Meerkat is building new data abstractions to make machine learning easier.
Project description
Meerkat is a open-source Python library designed for technical teams that want to interactively wrangle their unstructured data with foundation models.
Website | Quickstart | Docs | Contributing | Discord | Blogpost
⚡️ Quickstart
We recommend installing Meerkat in a virtual environment,
pip install meerkat-ml
GPU Install: If you want to use Meerkat with a GPU, you will need to install PyTorch with GPU support. See here for more details.

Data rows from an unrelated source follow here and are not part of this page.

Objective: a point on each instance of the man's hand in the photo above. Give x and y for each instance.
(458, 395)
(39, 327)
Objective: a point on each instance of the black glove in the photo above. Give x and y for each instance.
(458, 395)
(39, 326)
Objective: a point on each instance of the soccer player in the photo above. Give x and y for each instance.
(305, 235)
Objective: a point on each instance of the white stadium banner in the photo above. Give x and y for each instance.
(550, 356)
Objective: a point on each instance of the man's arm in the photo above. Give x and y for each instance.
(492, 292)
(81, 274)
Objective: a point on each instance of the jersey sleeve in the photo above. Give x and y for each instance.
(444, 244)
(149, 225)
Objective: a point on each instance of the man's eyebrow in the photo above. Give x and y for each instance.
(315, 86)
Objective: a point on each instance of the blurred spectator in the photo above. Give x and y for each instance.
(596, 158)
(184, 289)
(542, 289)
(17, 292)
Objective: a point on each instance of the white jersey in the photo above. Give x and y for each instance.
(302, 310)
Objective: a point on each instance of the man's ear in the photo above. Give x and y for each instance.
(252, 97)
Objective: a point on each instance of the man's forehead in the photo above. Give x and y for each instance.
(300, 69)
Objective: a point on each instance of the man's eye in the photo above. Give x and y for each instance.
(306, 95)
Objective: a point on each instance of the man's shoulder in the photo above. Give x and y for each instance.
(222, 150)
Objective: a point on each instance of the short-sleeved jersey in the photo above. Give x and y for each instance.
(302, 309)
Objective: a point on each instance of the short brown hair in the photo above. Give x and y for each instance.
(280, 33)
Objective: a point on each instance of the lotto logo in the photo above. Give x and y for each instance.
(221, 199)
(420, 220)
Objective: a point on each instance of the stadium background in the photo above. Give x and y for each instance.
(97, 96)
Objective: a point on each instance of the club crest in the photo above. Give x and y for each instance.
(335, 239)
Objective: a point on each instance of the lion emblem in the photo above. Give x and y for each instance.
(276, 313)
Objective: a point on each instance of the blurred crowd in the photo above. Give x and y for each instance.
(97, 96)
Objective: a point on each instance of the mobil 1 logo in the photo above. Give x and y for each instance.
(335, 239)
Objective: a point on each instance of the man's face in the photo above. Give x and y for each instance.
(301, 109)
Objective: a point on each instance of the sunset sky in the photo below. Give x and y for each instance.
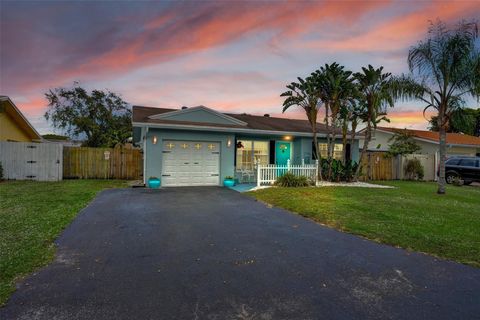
(231, 56)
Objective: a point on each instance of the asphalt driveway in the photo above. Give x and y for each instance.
(212, 253)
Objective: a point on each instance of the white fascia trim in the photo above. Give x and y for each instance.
(221, 129)
(188, 110)
(436, 142)
(41, 139)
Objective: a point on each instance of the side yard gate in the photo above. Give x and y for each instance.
(31, 161)
(102, 163)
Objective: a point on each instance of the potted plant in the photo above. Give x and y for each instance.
(153, 182)
(228, 181)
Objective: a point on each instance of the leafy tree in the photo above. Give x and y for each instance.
(445, 70)
(402, 144)
(463, 120)
(304, 94)
(102, 118)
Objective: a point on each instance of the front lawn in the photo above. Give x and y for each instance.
(411, 216)
(32, 215)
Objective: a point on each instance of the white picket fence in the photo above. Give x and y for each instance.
(31, 161)
(268, 174)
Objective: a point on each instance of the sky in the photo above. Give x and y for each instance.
(227, 55)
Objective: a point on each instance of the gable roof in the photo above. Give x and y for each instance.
(12, 110)
(434, 137)
(171, 115)
(244, 122)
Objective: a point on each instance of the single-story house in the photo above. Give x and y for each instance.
(13, 124)
(457, 143)
(201, 146)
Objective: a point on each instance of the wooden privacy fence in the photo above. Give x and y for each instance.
(31, 161)
(268, 174)
(381, 167)
(102, 163)
(392, 168)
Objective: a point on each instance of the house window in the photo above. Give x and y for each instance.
(250, 153)
(337, 150)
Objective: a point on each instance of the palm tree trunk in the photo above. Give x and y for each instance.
(344, 141)
(443, 155)
(368, 137)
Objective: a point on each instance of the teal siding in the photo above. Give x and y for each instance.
(301, 148)
(153, 152)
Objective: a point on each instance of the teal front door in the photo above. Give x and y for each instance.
(282, 152)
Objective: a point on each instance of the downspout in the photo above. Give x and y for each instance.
(145, 156)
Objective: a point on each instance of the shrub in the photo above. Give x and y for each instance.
(414, 169)
(340, 171)
(291, 180)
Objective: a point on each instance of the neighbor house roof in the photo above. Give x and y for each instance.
(452, 138)
(11, 109)
(250, 122)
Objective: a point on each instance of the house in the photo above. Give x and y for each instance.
(13, 124)
(457, 143)
(201, 146)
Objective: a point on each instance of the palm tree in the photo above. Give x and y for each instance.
(445, 70)
(349, 119)
(304, 94)
(375, 94)
(336, 89)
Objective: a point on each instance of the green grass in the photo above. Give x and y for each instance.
(411, 216)
(32, 215)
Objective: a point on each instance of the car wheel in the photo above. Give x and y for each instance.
(450, 177)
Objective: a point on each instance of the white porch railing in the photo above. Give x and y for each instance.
(268, 174)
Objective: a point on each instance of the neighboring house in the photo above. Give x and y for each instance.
(457, 143)
(63, 140)
(13, 124)
(201, 146)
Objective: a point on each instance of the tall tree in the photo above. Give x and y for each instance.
(336, 89)
(102, 118)
(444, 71)
(305, 95)
(375, 94)
(402, 143)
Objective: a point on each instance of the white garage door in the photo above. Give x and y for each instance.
(190, 163)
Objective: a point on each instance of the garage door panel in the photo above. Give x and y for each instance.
(190, 163)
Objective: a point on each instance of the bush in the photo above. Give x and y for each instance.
(414, 169)
(340, 171)
(291, 180)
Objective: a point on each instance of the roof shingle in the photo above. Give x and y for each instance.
(142, 114)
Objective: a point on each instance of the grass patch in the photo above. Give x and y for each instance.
(32, 215)
(411, 216)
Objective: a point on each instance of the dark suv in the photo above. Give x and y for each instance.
(465, 168)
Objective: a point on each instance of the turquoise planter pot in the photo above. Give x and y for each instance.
(228, 182)
(154, 183)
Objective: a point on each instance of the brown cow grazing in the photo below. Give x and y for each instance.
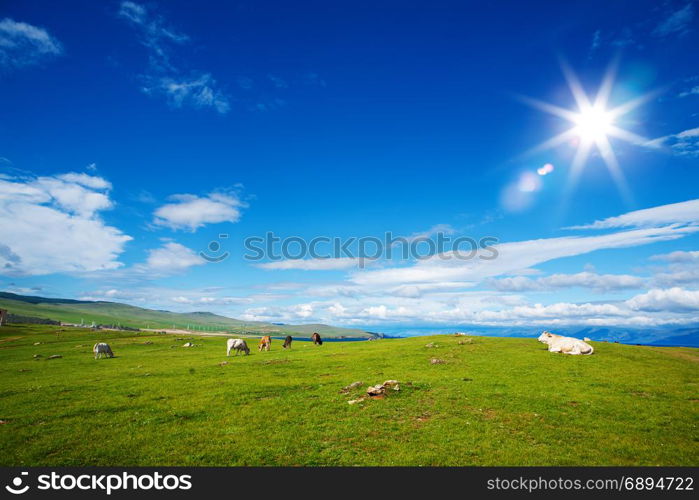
(265, 343)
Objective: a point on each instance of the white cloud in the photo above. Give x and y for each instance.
(197, 90)
(53, 225)
(678, 256)
(693, 91)
(673, 299)
(686, 212)
(188, 211)
(22, 44)
(514, 256)
(677, 22)
(685, 143)
(172, 258)
(330, 264)
(598, 282)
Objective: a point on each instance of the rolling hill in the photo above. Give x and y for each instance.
(115, 313)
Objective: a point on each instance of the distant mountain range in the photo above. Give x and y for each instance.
(115, 313)
(124, 315)
(666, 336)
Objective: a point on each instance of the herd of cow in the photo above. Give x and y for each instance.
(237, 345)
(556, 343)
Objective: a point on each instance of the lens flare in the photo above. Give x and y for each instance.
(594, 123)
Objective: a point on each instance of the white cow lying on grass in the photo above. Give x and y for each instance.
(566, 345)
(238, 345)
(102, 348)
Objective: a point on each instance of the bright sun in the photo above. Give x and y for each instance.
(593, 125)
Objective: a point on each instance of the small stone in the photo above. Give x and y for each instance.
(350, 387)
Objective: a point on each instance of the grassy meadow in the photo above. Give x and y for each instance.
(493, 401)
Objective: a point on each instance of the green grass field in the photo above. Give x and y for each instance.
(494, 401)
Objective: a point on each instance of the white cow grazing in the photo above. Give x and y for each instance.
(566, 345)
(237, 344)
(102, 348)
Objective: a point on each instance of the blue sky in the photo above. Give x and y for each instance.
(133, 134)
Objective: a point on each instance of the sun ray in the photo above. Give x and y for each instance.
(593, 124)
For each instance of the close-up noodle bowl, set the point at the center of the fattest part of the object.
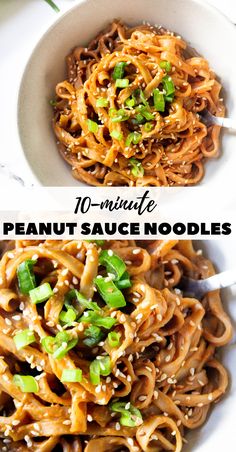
(101, 350)
(130, 111)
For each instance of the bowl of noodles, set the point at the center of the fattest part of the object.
(114, 95)
(100, 349)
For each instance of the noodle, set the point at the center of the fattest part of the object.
(163, 367)
(132, 140)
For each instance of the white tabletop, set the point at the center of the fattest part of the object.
(22, 23)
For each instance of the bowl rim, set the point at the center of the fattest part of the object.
(212, 9)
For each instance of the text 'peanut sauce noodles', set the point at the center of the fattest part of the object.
(128, 113)
(100, 351)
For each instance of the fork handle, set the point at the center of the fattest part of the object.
(221, 280)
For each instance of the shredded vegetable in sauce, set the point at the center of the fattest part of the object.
(128, 366)
(129, 112)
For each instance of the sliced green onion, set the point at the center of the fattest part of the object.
(169, 98)
(97, 320)
(94, 336)
(92, 126)
(41, 293)
(25, 276)
(26, 383)
(23, 338)
(100, 366)
(137, 169)
(113, 263)
(130, 102)
(53, 5)
(119, 70)
(166, 65)
(117, 135)
(124, 282)
(133, 137)
(168, 85)
(68, 316)
(71, 376)
(148, 127)
(102, 102)
(122, 82)
(118, 115)
(129, 418)
(110, 293)
(145, 111)
(159, 100)
(114, 339)
(80, 300)
(139, 119)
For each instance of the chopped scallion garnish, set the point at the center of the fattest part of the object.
(137, 169)
(26, 383)
(113, 263)
(93, 336)
(68, 317)
(130, 102)
(145, 111)
(119, 70)
(59, 345)
(133, 137)
(159, 100)
(113, 339)
(168, 85)
(102, 102)
(100, 366)
(118, 115)
(97, 320)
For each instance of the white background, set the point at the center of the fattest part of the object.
(22, 23)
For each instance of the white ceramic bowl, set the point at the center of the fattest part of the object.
(217, 434)
(208, 31)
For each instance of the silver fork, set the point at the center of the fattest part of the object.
(208, 119)
(199, 288)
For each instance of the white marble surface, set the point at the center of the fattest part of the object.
(22, 23)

Optional Dependencies: some parts of Meerkat rely on optional dependencies e.g. audio processing may rely on utilities from
torchaudio
. We leave it up to you to install necessary dependencies when required. As a convenience, we provide bundles of optional dependencies that you can install e.g.pip install meerkat-ml[text]

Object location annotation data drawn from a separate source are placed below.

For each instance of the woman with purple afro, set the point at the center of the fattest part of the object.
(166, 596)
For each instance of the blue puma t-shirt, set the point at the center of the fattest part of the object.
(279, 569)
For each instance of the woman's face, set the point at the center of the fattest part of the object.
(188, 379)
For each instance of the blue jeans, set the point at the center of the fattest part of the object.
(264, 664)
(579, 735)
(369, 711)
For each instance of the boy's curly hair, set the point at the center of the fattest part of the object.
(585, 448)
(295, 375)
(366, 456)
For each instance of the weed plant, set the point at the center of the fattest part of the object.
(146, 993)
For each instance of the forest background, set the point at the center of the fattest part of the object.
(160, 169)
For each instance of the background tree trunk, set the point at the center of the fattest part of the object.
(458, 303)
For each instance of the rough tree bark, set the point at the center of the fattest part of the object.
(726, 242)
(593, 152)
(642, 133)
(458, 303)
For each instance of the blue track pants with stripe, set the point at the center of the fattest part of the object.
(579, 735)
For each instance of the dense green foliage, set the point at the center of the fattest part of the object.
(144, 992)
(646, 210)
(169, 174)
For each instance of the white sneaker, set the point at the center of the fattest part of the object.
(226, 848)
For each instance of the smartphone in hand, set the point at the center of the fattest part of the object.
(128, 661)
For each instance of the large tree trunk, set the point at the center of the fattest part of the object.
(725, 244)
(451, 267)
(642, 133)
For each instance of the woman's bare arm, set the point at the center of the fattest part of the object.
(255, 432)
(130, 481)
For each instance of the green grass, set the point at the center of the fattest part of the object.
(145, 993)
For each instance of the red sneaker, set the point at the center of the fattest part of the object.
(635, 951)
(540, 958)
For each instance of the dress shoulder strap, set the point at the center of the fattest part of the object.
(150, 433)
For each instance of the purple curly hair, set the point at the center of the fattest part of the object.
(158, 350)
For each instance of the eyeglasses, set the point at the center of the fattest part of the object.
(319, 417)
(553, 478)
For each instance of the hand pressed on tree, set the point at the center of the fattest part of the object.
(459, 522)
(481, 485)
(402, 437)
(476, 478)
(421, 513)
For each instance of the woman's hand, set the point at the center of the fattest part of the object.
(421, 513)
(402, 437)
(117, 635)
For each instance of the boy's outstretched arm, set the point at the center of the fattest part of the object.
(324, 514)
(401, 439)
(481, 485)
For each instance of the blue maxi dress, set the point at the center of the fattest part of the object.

for text dependencies. Seesetup.py
for a full list of optional dependencies.
Then try one of our demos,
mk demo tutorial-image-gallery --copy
Explore the code for this demo in tutorial-image-gallery.py
.
To see a full list of demos, use mk demo --help
. (If this didn't work for you, we'd appreciate if you could open an issue and let us know.)

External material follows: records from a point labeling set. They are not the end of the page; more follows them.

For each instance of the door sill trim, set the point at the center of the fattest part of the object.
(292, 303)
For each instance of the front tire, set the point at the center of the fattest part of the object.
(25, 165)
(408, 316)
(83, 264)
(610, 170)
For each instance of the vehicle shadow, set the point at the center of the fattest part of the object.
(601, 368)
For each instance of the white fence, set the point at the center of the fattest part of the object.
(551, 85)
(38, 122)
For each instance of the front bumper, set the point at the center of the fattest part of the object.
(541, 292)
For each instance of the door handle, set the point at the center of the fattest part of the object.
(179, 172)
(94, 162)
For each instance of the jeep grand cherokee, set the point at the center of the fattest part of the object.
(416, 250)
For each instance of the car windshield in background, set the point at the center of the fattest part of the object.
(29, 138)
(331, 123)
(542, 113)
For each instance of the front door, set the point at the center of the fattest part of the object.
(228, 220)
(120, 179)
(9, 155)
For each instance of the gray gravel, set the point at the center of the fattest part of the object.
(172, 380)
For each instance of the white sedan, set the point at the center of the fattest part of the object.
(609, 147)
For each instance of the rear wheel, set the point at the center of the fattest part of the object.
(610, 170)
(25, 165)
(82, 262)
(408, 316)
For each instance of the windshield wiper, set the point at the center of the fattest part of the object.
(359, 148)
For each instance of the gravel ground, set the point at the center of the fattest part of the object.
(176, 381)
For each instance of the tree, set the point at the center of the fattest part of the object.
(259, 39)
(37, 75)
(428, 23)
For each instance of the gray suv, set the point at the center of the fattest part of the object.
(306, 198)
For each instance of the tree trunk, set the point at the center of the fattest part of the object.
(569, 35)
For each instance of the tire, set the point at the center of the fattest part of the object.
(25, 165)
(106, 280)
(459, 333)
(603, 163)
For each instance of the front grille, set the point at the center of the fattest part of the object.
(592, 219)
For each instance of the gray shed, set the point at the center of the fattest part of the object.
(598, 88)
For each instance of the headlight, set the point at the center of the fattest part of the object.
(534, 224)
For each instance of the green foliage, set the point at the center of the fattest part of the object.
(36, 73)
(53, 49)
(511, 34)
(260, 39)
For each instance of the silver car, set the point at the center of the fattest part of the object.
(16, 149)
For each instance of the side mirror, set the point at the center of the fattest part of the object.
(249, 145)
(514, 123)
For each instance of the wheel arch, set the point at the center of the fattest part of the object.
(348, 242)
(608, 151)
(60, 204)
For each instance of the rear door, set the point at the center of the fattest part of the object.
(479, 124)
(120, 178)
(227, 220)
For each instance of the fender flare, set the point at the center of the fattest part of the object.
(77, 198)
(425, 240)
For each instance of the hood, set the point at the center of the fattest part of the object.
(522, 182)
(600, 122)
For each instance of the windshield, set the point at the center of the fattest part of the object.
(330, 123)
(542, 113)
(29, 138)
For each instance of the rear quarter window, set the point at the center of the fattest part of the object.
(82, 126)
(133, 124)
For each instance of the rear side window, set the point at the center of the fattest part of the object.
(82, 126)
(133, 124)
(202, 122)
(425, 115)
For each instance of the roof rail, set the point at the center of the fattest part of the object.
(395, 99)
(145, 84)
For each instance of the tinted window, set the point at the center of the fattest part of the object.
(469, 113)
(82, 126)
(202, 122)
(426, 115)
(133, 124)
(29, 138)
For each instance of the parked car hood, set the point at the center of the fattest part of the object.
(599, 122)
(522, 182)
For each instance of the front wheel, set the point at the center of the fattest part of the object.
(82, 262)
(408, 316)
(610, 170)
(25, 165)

Next Steps. Check out our Getting Started page and our documentation to start building with Meerkat. As we work to make the documentation more comprehensive, please feel free to open an issue or reach out if you have any questions.
Why Meerkat?
Meerkat is an open-source Python library, designed to help technical teams interactively wrangle images, videos, text documents and more with foundation models.
Our goal is to make foundation models a more reliable software abstraction for processing unstructured datasets. Read our blogpost to learn more.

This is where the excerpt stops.